Despite the opinions of right wing folks, the facts say the US is not on the
path towards socialism.
But if socialism means the US would go down the path of being more generous with
our babies, our children, our working families, our pregnant mothers, and our
sisters and brothers across the world, I think we could all appreciate it.
http://www.commondreams.org/view/2010/04/10
I'd like to see some of these data fully validated, but I find them
credible. Although I've seen them cited elsewhere over the years in
other moderate, credible articles what I think is missing is a
relative per-capita ranking & other data breakdowns.

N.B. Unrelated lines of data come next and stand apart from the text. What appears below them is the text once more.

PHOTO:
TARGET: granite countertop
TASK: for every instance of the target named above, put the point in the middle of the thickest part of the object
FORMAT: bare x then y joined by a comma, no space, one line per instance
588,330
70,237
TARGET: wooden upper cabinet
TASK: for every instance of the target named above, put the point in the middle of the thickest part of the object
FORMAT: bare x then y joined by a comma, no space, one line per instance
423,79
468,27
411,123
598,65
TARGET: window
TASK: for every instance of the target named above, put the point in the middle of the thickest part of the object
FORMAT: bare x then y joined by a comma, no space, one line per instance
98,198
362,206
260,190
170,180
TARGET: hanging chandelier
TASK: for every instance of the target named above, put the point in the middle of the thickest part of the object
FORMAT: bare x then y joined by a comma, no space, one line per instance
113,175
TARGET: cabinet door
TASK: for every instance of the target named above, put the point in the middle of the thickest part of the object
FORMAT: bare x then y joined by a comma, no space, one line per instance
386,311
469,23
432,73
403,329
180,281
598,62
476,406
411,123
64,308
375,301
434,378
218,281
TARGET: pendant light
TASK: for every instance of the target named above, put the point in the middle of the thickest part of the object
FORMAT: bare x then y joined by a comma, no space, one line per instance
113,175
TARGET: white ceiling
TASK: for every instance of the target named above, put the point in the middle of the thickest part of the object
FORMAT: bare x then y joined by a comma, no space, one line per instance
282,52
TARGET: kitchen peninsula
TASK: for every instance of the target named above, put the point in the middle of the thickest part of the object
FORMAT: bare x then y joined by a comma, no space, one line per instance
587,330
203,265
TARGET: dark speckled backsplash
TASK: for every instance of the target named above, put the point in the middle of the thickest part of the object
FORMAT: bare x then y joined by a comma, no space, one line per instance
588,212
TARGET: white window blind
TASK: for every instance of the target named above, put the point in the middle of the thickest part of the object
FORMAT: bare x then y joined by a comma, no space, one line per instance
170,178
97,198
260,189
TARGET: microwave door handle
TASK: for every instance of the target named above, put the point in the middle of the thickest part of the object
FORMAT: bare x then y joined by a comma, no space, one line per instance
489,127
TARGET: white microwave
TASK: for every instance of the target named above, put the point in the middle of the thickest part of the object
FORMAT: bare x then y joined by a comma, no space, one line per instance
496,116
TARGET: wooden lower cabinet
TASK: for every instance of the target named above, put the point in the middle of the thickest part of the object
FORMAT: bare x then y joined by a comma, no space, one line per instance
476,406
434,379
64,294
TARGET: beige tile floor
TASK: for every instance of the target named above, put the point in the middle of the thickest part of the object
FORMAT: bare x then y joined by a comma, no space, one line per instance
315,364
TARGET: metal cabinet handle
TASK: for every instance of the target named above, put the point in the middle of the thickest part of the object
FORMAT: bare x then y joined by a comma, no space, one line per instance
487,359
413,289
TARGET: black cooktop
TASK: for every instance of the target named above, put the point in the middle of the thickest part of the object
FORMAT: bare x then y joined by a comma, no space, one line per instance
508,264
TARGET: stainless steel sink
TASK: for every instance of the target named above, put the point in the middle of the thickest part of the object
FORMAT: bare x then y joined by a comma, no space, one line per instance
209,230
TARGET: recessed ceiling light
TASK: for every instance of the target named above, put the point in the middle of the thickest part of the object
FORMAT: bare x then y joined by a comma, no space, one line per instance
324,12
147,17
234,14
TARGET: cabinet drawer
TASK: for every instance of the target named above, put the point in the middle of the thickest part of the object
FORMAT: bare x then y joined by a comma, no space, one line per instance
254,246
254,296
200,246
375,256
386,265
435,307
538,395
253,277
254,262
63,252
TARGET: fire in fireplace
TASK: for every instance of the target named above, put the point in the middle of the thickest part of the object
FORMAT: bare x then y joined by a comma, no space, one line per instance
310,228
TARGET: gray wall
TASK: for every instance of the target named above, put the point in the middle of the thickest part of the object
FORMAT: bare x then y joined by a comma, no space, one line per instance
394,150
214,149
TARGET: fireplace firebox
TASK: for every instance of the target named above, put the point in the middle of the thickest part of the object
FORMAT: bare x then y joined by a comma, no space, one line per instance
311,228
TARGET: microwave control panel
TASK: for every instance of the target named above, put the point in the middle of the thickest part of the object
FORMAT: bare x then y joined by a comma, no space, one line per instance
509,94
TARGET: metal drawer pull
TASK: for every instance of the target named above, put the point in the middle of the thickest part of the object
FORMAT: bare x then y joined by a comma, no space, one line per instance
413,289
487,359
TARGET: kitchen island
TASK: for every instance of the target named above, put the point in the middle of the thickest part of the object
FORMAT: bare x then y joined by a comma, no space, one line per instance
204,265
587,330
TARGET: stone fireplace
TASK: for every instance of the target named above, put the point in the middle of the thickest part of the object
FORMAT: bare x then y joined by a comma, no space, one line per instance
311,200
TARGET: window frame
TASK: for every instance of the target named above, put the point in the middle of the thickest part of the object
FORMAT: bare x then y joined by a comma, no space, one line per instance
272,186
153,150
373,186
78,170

Simple rankings can be misleading, particularly when there may be
particular skewings coming from specific subgroups, like illegal
aliens, or minorities in Mississippi. To generalize this way isn't a
whole lot better than reactionary tropes (c.f. "teenage immigrant
welfare mothers on drugs.").

It's not that things are so utterly dismal here, but there are plenty
of problems for a place that's still a land of plenty. As for the
argument about socialism, even Republicans aren't going touch the
safety nets of social security or medicare for their own retired
constituents.

Surely the relative socialism of the USA is lesser than the European
model, but by what margin & total impact?

/l
Awaken21
2010-04-13 13:58:48 UTC
Permalink
Post by Beerlet Dhiblang
It's not that things are so utterly dismal here, but there are plenty
of problems for a place that's still a land of plenty. As for the
argument about socialism, even Republicans aren't going touch the
safety nets of social security or medicare for their own retired
constituents.
I happened to be on CSPAN when the House was doing some routine work
for SS. It looked like a bi-partisan love in.